Hay gente que negocia con la verdad. También hay gente que no envidia. La no envidia es como la ausencia de fe, Laia. No tiene mérito. Es cuestión de azar; nos viene dada. En cambio, ser verdadero es una opción y un desafío. Podemos marcar la casilla A o la B. La vida nos lanza un guante, y no es tarde para recogerlo.

Gracias, vida. Gracias a la vida.

El día en que Laia volvió al pueblo, las encontró en la calle sentadas en la acera.

De vez en cuando intercalaban frases que contenían la palabra champiño. Unos se fueron a cazar champiños. Tal salió a cazar champiños. Y se reían, les hacía mucha gracia, les resultaba tan, tan divertido el mero hecho de que los champiños pudieran ser capturados. Laia les pedía que se lo explicasen. ¿Pero un champiño, decidme, qué es? ¿Se come? Un animal no, no creía que fuese. ¿O lo era acaso? ¿Se trata de un objeto? Y un vegetal, tampoco, menos: los vegetales no se cazan: se recogen.

Laia tiene que desconectar. Y regresa a Francia –de donde acaba de venir-, a sus padres y a las cortinas de colores. Ahora ya sabe que se equivocó; su padre no mentía; las cortinas de la sala de la tele son de rayas de tres colores; los colores muy pálidos y parecidos, pero distintos: gris, blanco, beige: los ha visto en casa; los acaba de ver. Las amigas se ríen cada vez más, cada vez más, más, más, ja, ja, jjajja. Interrumpen sus recuerdos. Lloran de la risa. Cazar champiños.  Su madre confirma en Francia que los vestidos se los cosió ella. Laia se percibe fuera. Consciente y fuera. ¿Y qué hace una cuando está fuera? Cuando es niña. Laia hubiera podido pensar en la prima Florence, quizás lo hizo, en cómo le chapurreaba en francés, en cómo más allá habría otra luz (de un celeste muy claro; la pupila negra), y en que ella, Laia, rasgó en un cartón las cuatro letras de la palabra ZÈTE, para que Florence entendiese, y luego, en cuánto tardó el Citröen C7 blanco hueso que conducía su padre, y la procesionaria kilométrica de coches con españolitos dentro, finales de los años 60, que les precedía y les seguía, que daba la impresión de no terminar -como una novela río-, en que esperaron horas insertados, para al fin llegar al control de pasaportes de La Junquera, a la frontera con Francia.
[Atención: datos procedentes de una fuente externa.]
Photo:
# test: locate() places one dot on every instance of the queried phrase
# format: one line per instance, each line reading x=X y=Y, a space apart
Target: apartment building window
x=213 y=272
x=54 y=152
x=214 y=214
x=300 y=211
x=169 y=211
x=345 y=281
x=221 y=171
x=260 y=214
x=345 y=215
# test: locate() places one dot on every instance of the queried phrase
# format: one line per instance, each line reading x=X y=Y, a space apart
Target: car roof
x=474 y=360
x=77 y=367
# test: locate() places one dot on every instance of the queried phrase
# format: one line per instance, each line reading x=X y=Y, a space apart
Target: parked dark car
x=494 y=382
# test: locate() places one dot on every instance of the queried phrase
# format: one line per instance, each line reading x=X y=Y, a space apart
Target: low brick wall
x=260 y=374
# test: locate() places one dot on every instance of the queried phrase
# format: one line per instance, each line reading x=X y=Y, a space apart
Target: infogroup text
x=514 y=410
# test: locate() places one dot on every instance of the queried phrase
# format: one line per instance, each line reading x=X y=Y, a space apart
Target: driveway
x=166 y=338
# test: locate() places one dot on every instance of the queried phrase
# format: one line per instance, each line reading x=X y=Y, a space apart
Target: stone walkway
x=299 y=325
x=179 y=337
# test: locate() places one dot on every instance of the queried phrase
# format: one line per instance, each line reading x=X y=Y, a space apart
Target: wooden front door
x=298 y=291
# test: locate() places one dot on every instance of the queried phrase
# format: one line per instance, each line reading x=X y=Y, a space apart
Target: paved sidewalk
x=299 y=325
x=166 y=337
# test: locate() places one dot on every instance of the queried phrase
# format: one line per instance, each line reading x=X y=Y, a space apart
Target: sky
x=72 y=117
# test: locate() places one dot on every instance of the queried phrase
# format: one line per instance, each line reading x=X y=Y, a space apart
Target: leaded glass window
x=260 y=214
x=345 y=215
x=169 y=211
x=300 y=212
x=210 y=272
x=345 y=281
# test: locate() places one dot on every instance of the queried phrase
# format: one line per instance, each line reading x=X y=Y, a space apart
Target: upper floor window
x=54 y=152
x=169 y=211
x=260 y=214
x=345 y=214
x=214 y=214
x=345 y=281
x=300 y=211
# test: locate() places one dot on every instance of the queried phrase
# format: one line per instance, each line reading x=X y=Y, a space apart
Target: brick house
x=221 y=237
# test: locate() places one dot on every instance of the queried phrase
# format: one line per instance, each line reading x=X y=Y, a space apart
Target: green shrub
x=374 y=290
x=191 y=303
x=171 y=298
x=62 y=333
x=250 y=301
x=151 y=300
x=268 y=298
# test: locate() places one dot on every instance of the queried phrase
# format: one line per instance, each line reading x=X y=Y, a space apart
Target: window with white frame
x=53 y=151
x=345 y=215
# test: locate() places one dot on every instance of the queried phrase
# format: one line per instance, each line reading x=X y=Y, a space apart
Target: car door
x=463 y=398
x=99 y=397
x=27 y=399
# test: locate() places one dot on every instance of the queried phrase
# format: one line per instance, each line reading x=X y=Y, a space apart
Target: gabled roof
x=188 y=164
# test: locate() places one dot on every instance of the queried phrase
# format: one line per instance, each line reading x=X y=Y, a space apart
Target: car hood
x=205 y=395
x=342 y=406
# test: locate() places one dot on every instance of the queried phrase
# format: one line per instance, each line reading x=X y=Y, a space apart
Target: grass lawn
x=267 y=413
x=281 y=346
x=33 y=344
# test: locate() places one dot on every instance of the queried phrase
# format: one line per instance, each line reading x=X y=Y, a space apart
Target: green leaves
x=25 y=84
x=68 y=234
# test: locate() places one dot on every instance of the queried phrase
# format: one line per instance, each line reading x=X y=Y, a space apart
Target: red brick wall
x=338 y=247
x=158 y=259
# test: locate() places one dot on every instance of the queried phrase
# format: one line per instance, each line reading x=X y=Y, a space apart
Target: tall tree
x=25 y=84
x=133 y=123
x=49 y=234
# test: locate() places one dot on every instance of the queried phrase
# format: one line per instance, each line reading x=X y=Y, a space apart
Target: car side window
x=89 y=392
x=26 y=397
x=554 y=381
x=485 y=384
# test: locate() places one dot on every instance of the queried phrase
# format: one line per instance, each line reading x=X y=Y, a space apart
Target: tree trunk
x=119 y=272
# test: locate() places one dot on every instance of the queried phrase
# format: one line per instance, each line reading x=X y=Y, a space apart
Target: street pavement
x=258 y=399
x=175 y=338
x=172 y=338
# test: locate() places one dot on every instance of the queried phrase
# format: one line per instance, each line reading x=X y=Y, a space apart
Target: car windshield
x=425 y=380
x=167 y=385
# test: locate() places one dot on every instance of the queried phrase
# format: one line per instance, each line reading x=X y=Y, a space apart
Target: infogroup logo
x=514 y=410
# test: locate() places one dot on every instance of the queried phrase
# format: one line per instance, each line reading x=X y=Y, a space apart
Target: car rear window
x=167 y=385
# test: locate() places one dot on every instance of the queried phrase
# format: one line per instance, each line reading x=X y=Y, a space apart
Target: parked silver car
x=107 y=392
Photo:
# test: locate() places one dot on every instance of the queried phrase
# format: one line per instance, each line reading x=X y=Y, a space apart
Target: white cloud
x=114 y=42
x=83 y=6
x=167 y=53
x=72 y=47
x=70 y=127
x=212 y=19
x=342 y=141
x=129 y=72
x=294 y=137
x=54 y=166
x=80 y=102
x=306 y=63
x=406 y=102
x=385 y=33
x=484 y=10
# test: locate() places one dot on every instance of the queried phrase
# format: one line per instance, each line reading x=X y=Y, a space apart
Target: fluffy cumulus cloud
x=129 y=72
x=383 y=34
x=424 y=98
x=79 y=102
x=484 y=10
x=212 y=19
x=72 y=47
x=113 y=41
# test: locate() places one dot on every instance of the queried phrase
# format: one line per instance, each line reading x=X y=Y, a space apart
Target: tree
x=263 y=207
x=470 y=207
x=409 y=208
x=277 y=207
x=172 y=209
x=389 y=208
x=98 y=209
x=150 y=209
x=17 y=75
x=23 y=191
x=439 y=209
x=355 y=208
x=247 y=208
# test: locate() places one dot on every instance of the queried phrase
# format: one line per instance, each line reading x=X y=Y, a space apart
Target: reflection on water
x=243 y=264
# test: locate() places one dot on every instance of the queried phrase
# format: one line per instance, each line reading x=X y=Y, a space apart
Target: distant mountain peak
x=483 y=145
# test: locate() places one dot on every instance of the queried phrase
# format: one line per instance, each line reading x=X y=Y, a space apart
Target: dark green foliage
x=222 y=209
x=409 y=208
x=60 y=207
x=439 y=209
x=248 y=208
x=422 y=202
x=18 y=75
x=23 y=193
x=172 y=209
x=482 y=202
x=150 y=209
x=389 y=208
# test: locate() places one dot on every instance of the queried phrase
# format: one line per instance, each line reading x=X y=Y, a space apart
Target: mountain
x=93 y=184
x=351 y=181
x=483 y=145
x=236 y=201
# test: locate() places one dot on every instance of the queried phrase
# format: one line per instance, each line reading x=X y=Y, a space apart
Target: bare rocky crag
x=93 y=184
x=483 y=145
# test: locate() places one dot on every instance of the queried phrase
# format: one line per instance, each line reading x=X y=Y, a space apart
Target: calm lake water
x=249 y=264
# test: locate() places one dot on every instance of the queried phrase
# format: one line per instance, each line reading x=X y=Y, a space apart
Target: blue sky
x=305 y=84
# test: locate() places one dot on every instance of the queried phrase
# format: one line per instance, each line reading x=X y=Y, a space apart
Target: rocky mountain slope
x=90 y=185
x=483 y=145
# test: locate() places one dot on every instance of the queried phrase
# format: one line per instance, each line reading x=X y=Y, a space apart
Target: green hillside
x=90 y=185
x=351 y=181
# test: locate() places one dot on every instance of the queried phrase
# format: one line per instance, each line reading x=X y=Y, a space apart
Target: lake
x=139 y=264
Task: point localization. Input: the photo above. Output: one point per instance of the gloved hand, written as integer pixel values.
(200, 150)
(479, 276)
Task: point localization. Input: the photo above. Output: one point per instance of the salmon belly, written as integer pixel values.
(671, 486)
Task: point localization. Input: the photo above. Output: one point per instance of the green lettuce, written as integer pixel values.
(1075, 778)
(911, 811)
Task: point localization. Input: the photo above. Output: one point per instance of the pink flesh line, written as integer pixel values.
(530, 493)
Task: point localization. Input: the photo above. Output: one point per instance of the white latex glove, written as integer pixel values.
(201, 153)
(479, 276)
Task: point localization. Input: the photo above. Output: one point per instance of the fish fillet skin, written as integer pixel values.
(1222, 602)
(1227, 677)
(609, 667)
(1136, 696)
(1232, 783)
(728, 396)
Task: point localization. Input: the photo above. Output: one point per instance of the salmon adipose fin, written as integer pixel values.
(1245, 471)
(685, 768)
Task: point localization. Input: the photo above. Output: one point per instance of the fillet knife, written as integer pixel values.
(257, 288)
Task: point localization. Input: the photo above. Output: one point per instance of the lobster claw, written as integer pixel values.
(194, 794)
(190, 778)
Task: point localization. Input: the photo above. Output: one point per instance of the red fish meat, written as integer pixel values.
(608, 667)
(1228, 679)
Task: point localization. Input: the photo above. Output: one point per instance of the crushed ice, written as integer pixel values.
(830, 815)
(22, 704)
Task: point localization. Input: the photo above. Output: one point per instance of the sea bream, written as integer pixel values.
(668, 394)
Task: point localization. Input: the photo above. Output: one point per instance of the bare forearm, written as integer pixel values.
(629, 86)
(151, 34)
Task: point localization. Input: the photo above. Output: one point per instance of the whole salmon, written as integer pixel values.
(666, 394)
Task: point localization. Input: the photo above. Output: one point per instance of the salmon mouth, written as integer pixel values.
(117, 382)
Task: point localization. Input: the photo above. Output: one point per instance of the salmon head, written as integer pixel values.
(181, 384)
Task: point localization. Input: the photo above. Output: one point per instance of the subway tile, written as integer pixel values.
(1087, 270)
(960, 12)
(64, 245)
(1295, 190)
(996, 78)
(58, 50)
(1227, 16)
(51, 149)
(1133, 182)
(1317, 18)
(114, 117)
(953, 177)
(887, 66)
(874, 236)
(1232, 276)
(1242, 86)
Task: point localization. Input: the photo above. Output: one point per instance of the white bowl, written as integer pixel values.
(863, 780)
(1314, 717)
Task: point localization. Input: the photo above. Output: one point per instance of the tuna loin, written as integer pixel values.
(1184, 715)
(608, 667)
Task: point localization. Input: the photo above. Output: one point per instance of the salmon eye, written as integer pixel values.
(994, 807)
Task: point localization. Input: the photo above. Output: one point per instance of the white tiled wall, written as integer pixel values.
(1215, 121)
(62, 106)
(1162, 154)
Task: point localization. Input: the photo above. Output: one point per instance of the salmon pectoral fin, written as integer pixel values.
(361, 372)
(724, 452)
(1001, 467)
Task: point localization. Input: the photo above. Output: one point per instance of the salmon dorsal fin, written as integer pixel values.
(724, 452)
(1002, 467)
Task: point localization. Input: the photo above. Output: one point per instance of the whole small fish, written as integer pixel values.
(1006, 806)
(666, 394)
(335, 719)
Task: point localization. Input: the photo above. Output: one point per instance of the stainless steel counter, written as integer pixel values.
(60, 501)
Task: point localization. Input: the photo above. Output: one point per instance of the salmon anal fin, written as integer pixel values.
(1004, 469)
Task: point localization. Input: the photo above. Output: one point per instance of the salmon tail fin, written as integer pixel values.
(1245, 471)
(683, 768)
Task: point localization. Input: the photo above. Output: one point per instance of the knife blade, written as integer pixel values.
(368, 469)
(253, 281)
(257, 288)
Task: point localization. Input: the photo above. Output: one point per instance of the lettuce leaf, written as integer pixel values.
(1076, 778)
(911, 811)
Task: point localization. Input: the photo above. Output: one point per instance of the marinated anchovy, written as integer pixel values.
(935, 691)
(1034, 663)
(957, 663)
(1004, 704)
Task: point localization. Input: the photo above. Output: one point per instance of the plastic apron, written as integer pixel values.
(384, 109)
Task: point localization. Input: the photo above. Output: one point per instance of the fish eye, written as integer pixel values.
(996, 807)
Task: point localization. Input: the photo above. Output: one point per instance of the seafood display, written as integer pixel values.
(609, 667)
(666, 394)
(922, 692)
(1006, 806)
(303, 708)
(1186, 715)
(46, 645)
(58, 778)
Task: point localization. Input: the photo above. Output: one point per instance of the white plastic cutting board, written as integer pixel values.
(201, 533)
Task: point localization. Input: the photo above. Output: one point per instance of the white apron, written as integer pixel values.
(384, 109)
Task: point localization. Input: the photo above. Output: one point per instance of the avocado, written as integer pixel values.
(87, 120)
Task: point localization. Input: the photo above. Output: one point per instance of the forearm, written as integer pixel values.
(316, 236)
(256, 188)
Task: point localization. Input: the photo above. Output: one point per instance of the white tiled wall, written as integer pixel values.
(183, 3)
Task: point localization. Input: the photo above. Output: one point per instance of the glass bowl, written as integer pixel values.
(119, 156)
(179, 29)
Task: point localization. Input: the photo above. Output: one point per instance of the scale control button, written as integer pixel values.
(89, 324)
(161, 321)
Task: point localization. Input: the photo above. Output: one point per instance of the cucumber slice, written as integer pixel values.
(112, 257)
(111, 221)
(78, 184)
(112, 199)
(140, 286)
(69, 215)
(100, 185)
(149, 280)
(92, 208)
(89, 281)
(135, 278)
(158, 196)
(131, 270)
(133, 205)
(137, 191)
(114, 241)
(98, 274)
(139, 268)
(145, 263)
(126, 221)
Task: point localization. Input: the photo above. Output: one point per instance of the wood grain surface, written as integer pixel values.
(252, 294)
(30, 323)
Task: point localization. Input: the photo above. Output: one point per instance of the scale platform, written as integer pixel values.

Y luego los quesos múltiples y olorosos y floridos y carcomidos y perforados y Florence. Sus ojos dos imanes azul husky. Aunque los perros siempre nos dieran miedo. Pero Florence, no. Translúcida. Y pasear por Zète. Mais, oui, bien sûr. Comment ça va? Las coletas oscuras de sus amigas zarandeándose de la risa, los flequillos sudorosos. Qué mareo de trenzas y soledad de cola de caballo y agosto. Cierro los ojos. De postre, quesos. Que parecen danzar en la bandeja de baile de los postres. Danzo con ellos.

(Y oler el roquefort/ meter el índice en un agujero gruyère/ de una loncha gruyére/ voltear la loncha gruyère /metérsela en la boca/ medio masticarla/ engullirla./ Y oler el roquefort roquefort).

 

La potencia de esparcir eso en un papel, Laia. De salpicarlo de tinta. Habrá que aguardar a que suceda. Será entonces cuando en algún sitio -tras las cortinas tricolor de la sala de la tele; que siguen ahí después de cincuenta años; desgastadas, finas-, despunten unas florecillas doradas de cinco pétalos, con algún reflejo rojo sangre. La brisa las balancea. Se van revelando progresivamente como las fotos de una cámara instantánea. Como esa bancada de carpines dorados y menudos, las aletas vaporosas, que poco a poco va emergiendo de las profundidades del río.

 

Champiño, hace tiempo que lo sabes, era más que una flor.